Support Questions
Find answers, ask questions, and share your expertise
Announcements
Alert: Welcome to the Unified Cloudera Community. Former HCC members be sure to read and learn how to activate your account here.

How to save Mapreduce's Reducer output without Key,Value pair ?

Highlighted

How to save Mapreduce's Reducer output without Key,Value pair ?

New Contributor

I am writing a Mapreduce program to process Dicom images.

The purpose of this Mapreduce program is to process the dicom image, extract metadata from it, index to solr and finally in Reducer phase it should save the raw image in hdfs.

I want to save the same file in HDFS as a reducer output

So I have achieved most of the functionality, but in reducer phase when storing the same file in hdfs it is not working.

I have tested the processed Dicom file with a dicom image viewer and it says the file is curropted and also the size of processed dicom file is slightly increase. **Ex.** Original Dicom size is 628Kb and when reducer save this file in hdfs it size changes to 630Kb.

I have tried solution from these links but none of them give the expected results.

Here is the code for Reading Dicom file as a single file (without splitting it).


    public class WholeFileInputFormat extends FileInputFormat<NullWritable, BytesWritable>{     

        @Override
        protected boolean isSplitable(JobContext context, Path filename) {
            return false;
        }

        @Override
        public RecordReader<NullWritable, BytesWritable> createRecordReader(InputSplit split, TaskAttemptContext context)
                throws IOException, InterruptedException {
            WholeFileRecordReader reader = new WholeFileRecordReader();
            reader.initialize(split, context);
            return reader;
        }        
    }


Custom RecordReader


    public class WholeFileRecordReader extends RecordReader<NullWritable, BytesWritable>{
    
        private FileSplit fileSplit;
        private Configuration conf;
        private BytesWritable value = new BytesWritable();
        private boolean processed = false;
        
        @Override
        public void initialize(InputSplit split, TaskAttemptContext context) throws IOException, InterruptedException {        
            this.fileSplit = (FileSplit) split;
            this.conf = context.getConfiguration();        
        }
        
        @Override
        public boolean nextKeyValue() throws IOException, InterruptedException {
            if (!processed) {
                byte[] contents = new byte[(int) fileSplit.getLength()];
                System.out.println("Inside nextKeyvalue");
                System.out.println(fileSplit.getLength());
                Path file = fileSplit.getPath();
                FileSystem fs = file.getFileSystem(conf);
                FSDataInputStream in = null;
                try {
                    in = fs.open(file);
                    IOUtils.readFully(in, contents, 0, contents.length);
                    value.set(contents, 0, contents.length);
                } finally {
                    IOUtils.closeStream(in);
                }
                    processed = true;
                    return true;
                }
                return false;
        }
        
        @Override
        public void close() throws IOException {
            
        }
    
        @Override
        public NullWritable getCurrentKey() throws IOException, InterruptedException 
        {
            return NullWritable.get();
        }
    
        @Override
        public BytesWritable getCurrentValue() throws IOException, InterruptedException {
            return value;
        }
    
        @Override
        public float getProgress() throws IOException, InterruptedException {
            return processed ? 1.0f : 0.0f;
        }
        
    }


Mapper Class

The mapper class working perfectly as per our need.
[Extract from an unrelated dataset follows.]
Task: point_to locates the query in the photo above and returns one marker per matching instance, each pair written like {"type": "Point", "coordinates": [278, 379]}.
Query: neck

    public class MapClass{
    
        public static class Map extends Mapper<NullWritable, BytesWritable, Text, BytesWritable>{    
        
            @Override
            protected void map(NullWritable key, BytesWritable value,
                    Mapper<NullWritable, BytesWritable, Text, BytesWritable>.Context context)
                    throws IOException, InterruptedException {
                value.setCapacity(value.getLength());
                InputStream in = new ByteArrayInputStream(value.getBytes());            
                ProcessDicom.metadata(in); // Process dicom image and extract metadata from it
                Text keyOut = getFileName(context);
                context.write(keyOut, value);
    
            }
        
            private Text getFileName(Mapper<NullWritable, BytesWritable, Text, BytesWritable>.Context context)
            {
                InputSplit spl = context.getInputSplit();
                Path filePath = ((FileSplit)spl).getPath();
                String fileName = filePath.getName();
                Text text = new Text(fileName);
                return text;
            }
            
            @Override
            protected void setup(Mapper<NullWritable, BytesWritable, Text, BytesWritable>.Context context)
                    throws IOException, InterruptedException {
                super.setup(context);
            }
        
        }


Reducer Class

This is the reducer class.

    public class ReduceClass{    
        public static class Reduce extends Reducer<Text, BytesWritable, BytesWritable, BytesWritable>{
    
            @Override
                protected void reduce(Text key, Iterable<BytesWritable> value,
                        Reducer<Text, BytesWritable, BytesWritable, BytesWritable>.Context context)
                        throws IOException, InterruptedException {
    
                Iterator<BytesWritable> itr = value.iterator();
                while(itr.hasNext())
                {
                    BytesWritable wr = itr.next();
                    wr.setCapacity(wr.getLength());
                    context.write(new BytesWritable(key.copyBytes()), itr.next());
                }
            }
    }


Main Class


    public class DicomIndexer{
    
        public static void main(String[] argss) throws Exception{
            String args[] = {"file:///home/b3ds/storage/dd","hdfs://192.168.38.68:8020/output"};
            run(args);
        }
        
        public static void run(String[] args) throws Exception {
            
            //Initialize the Hadoop job and set the jar as well as the name of the Job
            Configuration conf = new Configuration();
            Job job = new Job(conf, "WordCount");
            job.setJarByClass(WordCount.class);
    //        job.getConfiguration().set("mapreduce.output.basename", "hi");
            job.setMapOutputKeyClass(Text.class);
            job.setMapOutputValueClass(BytesWritable.class);
            job.setOutputKeyClass(BytesWritable.class);
            job.setOutputValueClass(BytesWritable.class);
            
            job.setMapperClass(Map.class);
            job.setCombinerClass(Reduce.class);
            job.setReducerClass(Reduce.class);
            job.setInputFormatClass(WholeFileInputFormat.class);
            job.setOutputFormatClass(SequenceFileOutputFormat.class);
                    
            WholeFileInputFormat.setInputPaths(job, new Path(args[0]));
            FileOutputFormat.setOutputPath(job, new Path(args[1]));
            
            job.waitForCompletion(true);
            
        }
        
    }

So I completely clueless what do to do. Some of the link says it is not possible as Mapreduce works on <Key,value> pair and some says to use NullWritable. So far I have tried NullWritable, SequenceFileOutputFormat, but none of them working.